Face Crop - AI YouTube Shorts Generator

The Face Crop component converts horizontal videos to vertical 9:16 format with intelligent face-centered or motion-tracked cropping.

Functions

crop_to_vertical

Crops a video to vertical 9:16 aspect ratio with intelligent face detection or motion tracking.

crop_to_vertical(input_video_path: str, output_video_path: str) -> None

input_video_path

str

required

Path to the input video file to crop

output_video_path

str

required

Path where the cropped vertical video will be saved

Cropping Modes

The function automatically detects the best cropping strategy:

Face Detection Mode
Motion Tracking Mode

When: A face is detected in the first 30 framesBehavior:

Analyzes first 30 frames to detect faces
Uses median face position for stability
Applies 60px right offset to prevent cutoff
Uses static crop position (no tracking)
Best for: Talking head videos, interviews, vlogs

# Face detected - using face-centered crop
avg_face_x = int(sorted(face_positions)[len(face_positions) // 2])
avg_face_x += 60  # Offset to prevent right-side cutoff
x_start = max(0, min(avg_face_x - vertical_width // 2, 
                     original_width - vertical_width))

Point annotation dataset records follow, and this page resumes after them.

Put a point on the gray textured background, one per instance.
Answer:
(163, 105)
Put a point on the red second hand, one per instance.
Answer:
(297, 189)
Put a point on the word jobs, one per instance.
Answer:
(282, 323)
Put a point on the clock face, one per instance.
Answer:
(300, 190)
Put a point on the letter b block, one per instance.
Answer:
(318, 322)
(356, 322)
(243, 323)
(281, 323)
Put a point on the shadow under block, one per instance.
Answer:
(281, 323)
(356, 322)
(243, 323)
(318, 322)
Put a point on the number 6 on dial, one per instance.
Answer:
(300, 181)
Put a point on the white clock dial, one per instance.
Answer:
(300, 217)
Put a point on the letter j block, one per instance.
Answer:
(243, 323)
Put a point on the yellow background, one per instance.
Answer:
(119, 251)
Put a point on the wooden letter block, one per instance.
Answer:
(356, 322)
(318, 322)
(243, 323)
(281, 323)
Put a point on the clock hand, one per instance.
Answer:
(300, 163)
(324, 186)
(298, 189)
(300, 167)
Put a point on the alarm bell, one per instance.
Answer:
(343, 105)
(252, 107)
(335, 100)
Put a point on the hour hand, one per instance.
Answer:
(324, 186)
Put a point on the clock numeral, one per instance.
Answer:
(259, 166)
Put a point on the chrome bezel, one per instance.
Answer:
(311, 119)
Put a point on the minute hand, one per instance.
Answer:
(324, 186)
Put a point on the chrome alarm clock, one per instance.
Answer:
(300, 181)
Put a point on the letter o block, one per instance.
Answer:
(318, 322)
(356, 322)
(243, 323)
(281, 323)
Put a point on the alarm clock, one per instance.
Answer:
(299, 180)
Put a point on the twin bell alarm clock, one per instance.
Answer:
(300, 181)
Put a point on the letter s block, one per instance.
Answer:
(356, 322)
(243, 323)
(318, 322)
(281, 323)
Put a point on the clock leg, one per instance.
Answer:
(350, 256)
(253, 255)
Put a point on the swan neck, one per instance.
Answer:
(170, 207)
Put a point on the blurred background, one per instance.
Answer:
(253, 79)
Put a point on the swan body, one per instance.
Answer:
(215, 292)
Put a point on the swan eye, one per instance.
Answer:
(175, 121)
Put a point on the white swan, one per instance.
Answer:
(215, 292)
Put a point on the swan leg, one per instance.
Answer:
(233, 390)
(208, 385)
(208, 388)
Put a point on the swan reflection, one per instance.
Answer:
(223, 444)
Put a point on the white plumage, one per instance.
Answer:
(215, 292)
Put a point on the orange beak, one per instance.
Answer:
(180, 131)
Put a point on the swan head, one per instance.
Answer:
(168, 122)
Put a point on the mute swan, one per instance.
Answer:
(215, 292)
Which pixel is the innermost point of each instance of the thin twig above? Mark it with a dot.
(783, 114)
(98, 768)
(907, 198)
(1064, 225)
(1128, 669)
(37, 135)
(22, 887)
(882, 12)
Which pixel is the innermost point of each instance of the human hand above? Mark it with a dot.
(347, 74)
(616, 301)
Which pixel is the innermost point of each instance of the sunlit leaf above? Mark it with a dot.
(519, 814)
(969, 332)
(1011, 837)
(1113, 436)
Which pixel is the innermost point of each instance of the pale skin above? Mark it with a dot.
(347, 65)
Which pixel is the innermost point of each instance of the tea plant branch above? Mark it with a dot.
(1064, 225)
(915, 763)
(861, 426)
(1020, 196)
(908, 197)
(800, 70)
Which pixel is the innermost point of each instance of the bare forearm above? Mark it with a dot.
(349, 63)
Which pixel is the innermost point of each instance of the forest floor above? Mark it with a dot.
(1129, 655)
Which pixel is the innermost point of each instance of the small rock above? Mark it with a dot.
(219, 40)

When: No face detected (likely screen recording)Behavior:

Scales video to show 67% of original width
Tracks motion using optical flow (Farneback algorithm)
Updates crop position every 1 second
Smooth tracking (90% previous, 10% new position)
Best for: Screen recordings, gameplay, tutorials

# No face detected - using motion tracking
target_display_width = original_width * 0.67
scale = vertical_width / target_display_width

# Update tracking once per second
if frame_count % update_interval == 0:
    # Calculate optical flow
    flow = cv2.calcOpticalFlowFarneback(...)
    # Track motion and update crop position

Output Specifications

Aspect Ratio: 9:16 (vertical/portrait)
Height: Preserves original video height
Width: Calculated as height * 9/16
Dimensions: Always even numbers (codec requirement)
Codec: XVID (Windows) or mp4v (Linux/Mac)
FPS: Preserves original frame rate

from Components.FaceCrop import crop_to_vertical

# Crop video to vertical format
input_video = "horizontal_video.mp4"
output_video = "vertical_video.mp4"

crop_to_vertical(input_video, output_video)

# Output:
# Detecting face position for static crop...
# ✓ Face detected. Using face-centered crop at x=450
# Output dimensions: 608x1080
# Processed 100/3000 frames
# Processed 200/3000 frames
# ...
# Cropping complete. Processed 3000 frames -> vertical_video.mp4

Features

Face Detection

Uses OpenCV’s Haar Cascade classifier
Samples first 30 frames for stable detection
Selects largest face if multiple detected
Uses median position to avoid outliers
60px right offset prevents edge cutoff

face_cascade = cv2.CascadeClassifier(
    cv2.data.haarcascades + 'haarcascade_frontalface_default.xml'
)
faces = face_cascade.detectMultiScale(
    gray, 
    scaleFactor=1.1, 
    minNeighbors=8, 
    minSize=(30, 30)
)

Motion Tracking

Optical flow using Farneback algorithm
Updates every 1 second (once per fps frames)
Focuses on significant motion (threshold: 2.0)
Smooth tracking with 90/10 interpolation
Prevents abrupt camera movements

flow = cv2.calcOpticalFlowFarneback(
    prev_gray, curr_gray, None,
    0.5, 3, 15, 3, 5, 1.2, 0
)
magnitude = np.sqrt(flow[..., 0]**2 + flow[..., 1]**2)

# Smooth tracking
smoothed_x = int(0.90 * smoothed_x + 0.10 * target_x)

Scaling and Letterboxing

For screen recordings:

Scales to show 67% of original width
Adds letterboxing if needed to maintain aspect ratio
Uses LANCZOS4 interpolation for quality

The function sets a global Fps variable used by combine_videos() to ensure frame rate consistency.

combine_videos

Combines audio from one video with visuals from another, used to add original audio to cropped videos.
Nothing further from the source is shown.